From Langdon, Elizabeth learns that Walton fired Heckart and adds…
“I always though that old witch was a little bit touched.”
To add more crimson to this red herring, Elizabeth confronts Heckart with this information, and Heckart is very curt about the fact that she was hired by Walton’s husband and can only be fired by Walton’s husband. Plus, Walton’s husband is going to lose everything in a divorce, including the house, which Heckart feels is hers to protect.
From here, The Victim begins to collapse from lack of plot. There is simply nothing here to work with. It’s like if you tried to hug Arianna Grande…

The Victim Rattlehead
Elizabeth now repeats a loop. She goes from the living room to bedroom to basement to the garage over and over again. The phone is mercifully taken out of the equation because slasher POV cuts the line. That does not stop the movie from talking about the phone, however.
Throughout this repetition, stuff happens to get us to the next commercial break. Police visit. Heckart disappears, then reappears. The body of Walton gets moved. Elizabeth hears noises and investigates them. She also tries to track down Walton’s husband (via phone, of course, before the line was cut) and learns that Walton’s husband did not go away on business. In fact, he actually lost his job with his firm.
Oh yeah, Elizabeth periodically mixes herself a drink. One of the bottles is filled with a green liquid. Are they drinking absinthe in this house? Is Jeffrey Combs going to use it to reanimate Walton? Is John Carpenter directing the green liquid?
Alas, we never find out…
Finally, after seven and a half hours, the husband enters the movie. George Maharis plays the husband. Maharis has one of those faces that you think you have seen many times because his face is an amalgamation of every leading actor from the 1970s.

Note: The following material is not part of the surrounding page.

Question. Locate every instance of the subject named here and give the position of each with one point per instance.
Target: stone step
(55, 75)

Then you look at Maharis’s credit list, and you realize you fooled yourself. You have never seen Maharis in your life even though he appeared in The Sword and the Sorcerer.
Then you learn Maharis appeared in Playgirl and got arrested for cruising men’s rooms, and you realize…Yes! That’s where I knew him from!

Don’t Be A The Victim
The Victim has one of the most abrupt endings I’ve ever seen, probably the most abrupt ending I’ve seen since Desperado.
Maharis is obviously the killer, but the movie is so confused about that fact that eventually you become confused about it, too. Elizabeth and Maharis play cat-and-mouse conversation for an interminable time. Elizabeth pretends to know less than she does while asking pointed questions that Maharis brushes aside with excuses.
My favorite part of all of this is when Maharis tries to calm Elizabeth down with booze. He gives her a glass and makes her chug it.
“Okay. One more. All of it this time. Come on. Drink it down.”
I’m pretty sure Bill Cosby wrote that line…
It all culminates with Elizabeth trying to escape in Walton’s car. Maharis chases. Elizabeth loses control of the car and crushes Maharis between it and a tree. It is hard not to laugh as Maharis is shown with his face pressed up against the glass like Patrick Kilpatrick in Remo Williams: The Adventure Begins.
Oh yeah, Heckart appears and yells something garbled. I had to put on captions to understand it. That didn’t work. Eventually, I found what she said on a Redditt thread. Apparently, she said, “No, Mr. Chappel! Let her go! I called the police!”
So, whether Heckart was in cahoots and had second thoughts or was simply a red herring is up for debate. We don’t have to care to debate it, though. It’s not that important.
Maharis doesn’t die. He is taken away by an ambulance at the end, and Elizabeth gives a thousand-yard stare to the camera, victimized by the experience of it all
The Victim
The Victim is a perfectly sound idea: woman alone in a house with a killer outside. It uses slasher POV before it became a mainstream thing. Elizabeth gives a decent performance that branches off from the comedic stuff she usually did. It is fun to look at all the 1970s things. Plus, If The Victim can’t keep it interesting, at least it keeps it short. Seventy-five minutes and we are out.